Not the big-box behemoths like Home Depot or Lowe’s, necessarily (although those can be pretty great, too).
The ones I prefer smell of sawdust and fertilizer and have those cramped aisles chock-full of products you don’t know you needed until you have to replace them.
Like my local Ace Hardware, which has been my mainstay since I moved here in the early 1990s (it opened in 1977). Or like McGuckin’s in Boulder or the now-shuttered Meyer Hardware in Golden, wonderful places with rows of well-used shelves holding tools and gardening supplies and building materials and assorted geegaws that all inspire a sense of wonder and possibility.
When I was a little girl, my dad would take me down to Kos Hardware, a tiny, ramshackle storefront with yellow peeling paint and untold mysteries within. The proprietor, Mr. Kos (did he even have a first name?), would come to greet us from behind the front counter in well-worn denim overalls and most always had what Dad needed.
My job was to count out penny nails — there were millions of them, it seemed, in small bins on a heavy-duty rotating rack — and plop them into a tiny paper bag while Dad went off with the proprietor into the bowels of that crowded, dusty little shop in search of what he actually came for.
We paid with cash, and there was always a piece of candy or two for kids at the checkout counter.
And then we would go home, where Dad would head into the garden to plant those new seeds or down into his basement workshop that also smelled of sawdust and held a giant table saw, a wall of mismatched tools on a pegboard, nails and screws in assorted old coffee cans, pieces of scrap wood and old storm windows.
It was in there that Dad built three little one-piece desks with connected chairs using a plan out of The Practical Handyman’s Encyclopedia. (I still have his 22-book set, and it was fate or chance that when I went to send my sisters a photo of one of them last week and flipped through it, Dad’s spirit hand stopped the page right at the pattern for the little desks. Can’t make that up.)
Each was a different size, one a bit larger than the next, for each of us. He had painted them gray, and accented in blue, yellow and green, and presented them, all in a row, to his three daughters one Christmas.

I still have mine with the original (probably lead) paint, and treasure it as much as I do the memories of Dad’s workshop. (Long gone are his other projects, like the standup bowling lane, the seesaw, the Adirondack chairs and the oversized sawhorses we used for to support a play tent.)

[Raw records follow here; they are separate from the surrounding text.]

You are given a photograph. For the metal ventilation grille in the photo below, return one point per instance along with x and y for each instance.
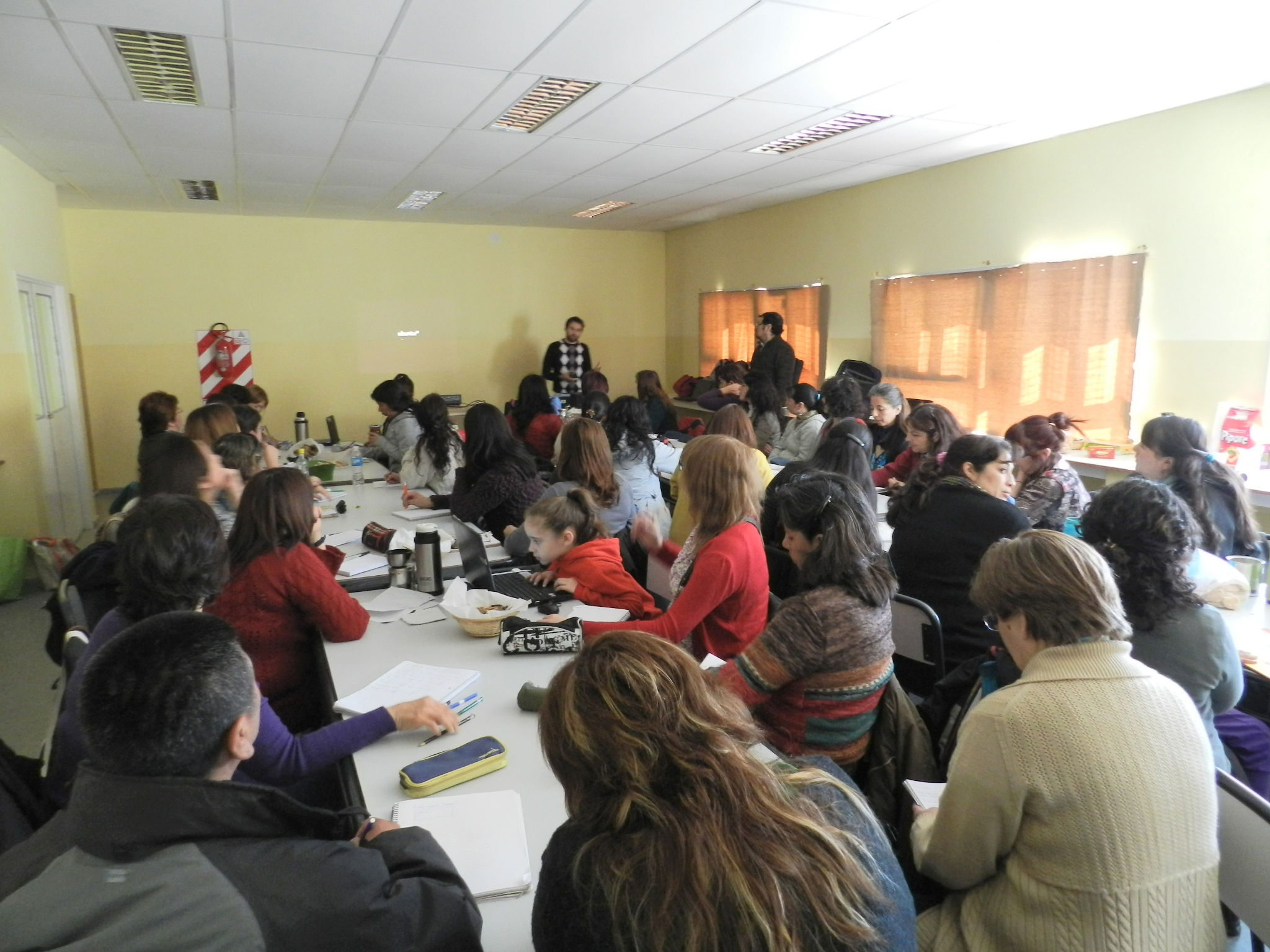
(158, 64)
(200, 190)
(817, 134)
(548, 98)
(602, 208)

Colorado Ace Hardware stores are franchised and locally owned. Its jingle: “Ace is the place with the helpful hardware folks” (you will be singing that to yourself for a while; you are welcome). The one on East 12th Avenue in Congress Park is my go-to, with walls jam-packed with products and a wall of screws and nails and nuts and bolts that will leave you awestruck. The best part: The clerks there know how to find stuff.

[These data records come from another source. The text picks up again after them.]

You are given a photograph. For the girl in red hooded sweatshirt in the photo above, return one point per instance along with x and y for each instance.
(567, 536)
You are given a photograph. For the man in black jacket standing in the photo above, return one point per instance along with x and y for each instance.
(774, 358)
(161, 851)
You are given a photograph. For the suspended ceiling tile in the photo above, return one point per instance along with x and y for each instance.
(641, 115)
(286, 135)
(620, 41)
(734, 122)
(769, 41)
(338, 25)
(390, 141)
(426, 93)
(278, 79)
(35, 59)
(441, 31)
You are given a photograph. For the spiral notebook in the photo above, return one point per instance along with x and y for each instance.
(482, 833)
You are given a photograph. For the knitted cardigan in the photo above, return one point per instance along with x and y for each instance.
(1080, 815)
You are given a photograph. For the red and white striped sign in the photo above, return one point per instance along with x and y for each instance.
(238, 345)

“I’ve been working here for about a year and am always surprised by what else we carry,” said clerk Michael Leggett. “On a daily basis, I look and think, ‘Oh, where did you come from?'”
Employees can pretty quickly put their hands on a replacement for that obscure little part, cut you a new pane of glass for that broken picture frame, or point you to the washers for that leaky garden hose.
Or help you find the materials to build your kids little matching desks.